Amanda’s Gift

I was teaching “shop” to kindergardeners and as new teacher I found children loved activities I was able to create from the world of tools, building and fixing. We took apart VCR’s, patched bike tires, put faucets, flashlights and locks together, used the hot glue gun, and, best of all, did woodworking. One day five year old Amanda made the car pictured below:

I try not to compliment projects because I want the reward to come from the work of building not from adult approval, but this time it just came out and I told Amanda how cool I thought her car was. And she tried to give me the car, but as a teacher I just didn’t feel right about taking it, and didn’t.

In the back of the room we had a shelf where kids put projects to take home or projects that needed more work. Amanda “forgot” her project and left it on the shelf. Over the next couple months, even though we talked about it several times, the car stayed on the “take home” shelf. She kept “forgetting it.” Eventually the term was over and Amanda moved on to the first grade. The car remained on the shelf so I took it home and remember it as Amanda’s gift. Which taught me how much kids love to make presents.

At Christmas time kids at the Montessori school made pencil holders for mom and dad. This involves taking a branch, cutting 2½ or 3 inches off, drilling some pencil sized holes (with my hand operated drill press) sanding it up, and then oiling with mineral oil.

A cedar pencil holder

 

Using the drill press to drill holes for the pencils

 

 

A locust pencil holder

 

A birch pencil holder

Another project the young ones liked to make as presents was the mom and/or dad sign.

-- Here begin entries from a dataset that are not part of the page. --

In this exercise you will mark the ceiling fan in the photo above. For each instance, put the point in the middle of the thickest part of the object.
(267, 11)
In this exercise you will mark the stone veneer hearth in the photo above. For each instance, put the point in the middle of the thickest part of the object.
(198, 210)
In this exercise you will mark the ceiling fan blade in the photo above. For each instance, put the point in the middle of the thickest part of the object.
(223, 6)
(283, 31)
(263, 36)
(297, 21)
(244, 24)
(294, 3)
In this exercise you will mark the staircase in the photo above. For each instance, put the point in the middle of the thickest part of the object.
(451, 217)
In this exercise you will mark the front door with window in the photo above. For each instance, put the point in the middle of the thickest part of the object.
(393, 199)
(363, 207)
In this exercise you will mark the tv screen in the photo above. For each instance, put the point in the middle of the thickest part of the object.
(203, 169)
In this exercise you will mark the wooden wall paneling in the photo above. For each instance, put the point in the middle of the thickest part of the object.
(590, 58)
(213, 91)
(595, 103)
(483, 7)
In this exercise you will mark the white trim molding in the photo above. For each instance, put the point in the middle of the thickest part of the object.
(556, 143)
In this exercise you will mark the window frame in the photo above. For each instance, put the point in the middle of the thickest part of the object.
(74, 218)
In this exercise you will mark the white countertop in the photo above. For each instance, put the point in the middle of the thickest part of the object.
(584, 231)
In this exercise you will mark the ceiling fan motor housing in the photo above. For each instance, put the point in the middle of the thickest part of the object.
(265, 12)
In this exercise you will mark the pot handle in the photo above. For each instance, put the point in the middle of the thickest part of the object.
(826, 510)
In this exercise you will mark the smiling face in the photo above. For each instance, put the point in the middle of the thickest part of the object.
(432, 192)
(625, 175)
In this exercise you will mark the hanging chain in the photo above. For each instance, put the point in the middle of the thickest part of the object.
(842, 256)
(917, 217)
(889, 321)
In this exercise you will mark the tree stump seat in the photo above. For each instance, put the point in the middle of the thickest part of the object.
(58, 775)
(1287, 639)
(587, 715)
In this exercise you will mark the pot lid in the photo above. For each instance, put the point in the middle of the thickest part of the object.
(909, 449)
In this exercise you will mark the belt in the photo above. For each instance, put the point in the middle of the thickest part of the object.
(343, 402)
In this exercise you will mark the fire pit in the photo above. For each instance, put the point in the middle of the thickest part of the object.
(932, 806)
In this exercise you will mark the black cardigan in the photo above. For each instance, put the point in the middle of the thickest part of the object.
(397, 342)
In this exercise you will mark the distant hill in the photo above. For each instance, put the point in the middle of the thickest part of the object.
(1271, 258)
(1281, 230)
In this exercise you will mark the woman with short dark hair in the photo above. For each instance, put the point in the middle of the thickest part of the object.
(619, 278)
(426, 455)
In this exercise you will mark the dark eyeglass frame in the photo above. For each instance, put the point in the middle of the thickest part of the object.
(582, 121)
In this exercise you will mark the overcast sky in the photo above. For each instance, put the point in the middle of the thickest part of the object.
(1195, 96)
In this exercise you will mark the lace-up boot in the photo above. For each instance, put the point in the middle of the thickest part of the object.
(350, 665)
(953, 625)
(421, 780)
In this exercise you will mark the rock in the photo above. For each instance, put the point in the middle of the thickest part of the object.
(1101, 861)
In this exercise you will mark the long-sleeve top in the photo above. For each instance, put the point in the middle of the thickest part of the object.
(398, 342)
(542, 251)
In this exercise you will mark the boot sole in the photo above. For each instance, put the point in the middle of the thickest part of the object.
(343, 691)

The dad sign. This one doesn’t have the usual yarn to hang it up.

It took me a while to figure out how to make this project so kids could do it. The idea began when one child asked, “I want to make a sign of my name with nails.” It seem like a good idea, and not really thinking about it, said, good idea, go ahead. Not surprisingly, his name ran off the board so I offered to do the writing for him. This got him started, but as often happens with woodworking one problem begets another: spacing the nails.

If you have been pounding nails for years its easy to space nails, say, ¼” apart, but for the little persons not so much. I showed him how to use a pencil as a spacer, and that helped, but then another problem appeared: when he went to hit the second or third nail he would knock the first one down. It was frustrating and not very successful.

The mom jig. The jig is on top and the actual sign on the bottom.

So I made a jig. I wrote MOM and DAD on separate boards, plywood is best. Then I drilled 1/8 holes in the letters every 1/4” or so. The kids take a finishing nail (smaller than the hole) and set it in the hole and pound it in. The jig takes care of the spacing and holding the nail straight. All a kid has to do is pound the nail. Its great pounding practice. After the nails are in, and I’ve pull a couple bent over nails out, I pry the jig off the top of the sign. Its works pretty well. The nail pounding is real work for them, as there are quite a few nails. Some of the younger kids needed a break before they finished.

The last part of the project is to drill two holes up in the corners and tie yarn between them so the sign can be hung up.

Here are two other present projects:

 

The whale. My son Ben made this whale for my mom when he was in the 6th grade.

And I made this for my mom when I was in the 6th grade. She had it on her desk for 45 years.

The sailboat letter holder.

Which goes to show you how important it is for kids to make presents.